Grant: 04-032R
Project Title: Satellite Tracking Juvenile Green Turtles
Project Manager: Dean Bagley
Organization: University of Central Florida (Research and Educational Institute)
Grant Amount: $32,115.00
Completion Date: 2007-12-20

Summary: Even after decades of study, much remains unknown about the juvenile years of marine turtle life history. In Florida there appears to be a lack of individuals above 70 cm, however adult green turtles are found in the lower Florida Keys. Using satellite telemetry to follow the largest juvenile green turtles as they leave nearshore developmental habitats should provide valuable insight about migration times, routes and destinations that will allow managers to make important conservation and management decisions for this endangered species. Satellite transmitters will be attached to the carapaces of juvenile green turtles of approximately 70 cm or larger inhabiting inshore and nearshore developmental habitats of the east central Florida coast. Satellite technology will allow us learn more about when they leave local waters, their migratory routes and destinations.

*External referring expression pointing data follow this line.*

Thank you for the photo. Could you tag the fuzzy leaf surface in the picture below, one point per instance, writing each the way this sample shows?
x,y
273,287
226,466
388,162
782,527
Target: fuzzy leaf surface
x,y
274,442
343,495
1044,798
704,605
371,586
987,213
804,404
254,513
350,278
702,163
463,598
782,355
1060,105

Results: Satellite transmitters were deployed on five immature green turtles with straight carapace lengths of greater than 70 cm as specified in our proposal and permits. Telonics transmitters ST-20, model A-1010were attached to each turtle using several layers of polyester resin and strips of fiberglass fabric. We had no problems with the deployments or the data acquisition. The transmitters sent data from 59 to 292 days. Turtles traveled distances ranging from approximately 1,140 km to 4,171 km. All five turtles traveled to the Florida Keys, but one animal continued on to Cuba and another to Puerto Rico, showing us new routes not previously seen in earlier deployments. It is possible that the turtle with the shortest transmission time may have been captured in the Cuban fishery. Analysis of mitochondrial DNA shows that four of the five turtles were of the A-1 green turtle haplotype found on Florida and Mexican nesting beaches. The fifth turtle had the haplotype A-5, found in Mexico, Aves Island and Surinam. The information provided by this grant added greatly to the data that we have been acquiring, little by little, to better understand green turtle life history and the “missing size classes” of large immature green turtles. Thanks to grants like this, they are beginning to be found. (Author: Dean Bagley)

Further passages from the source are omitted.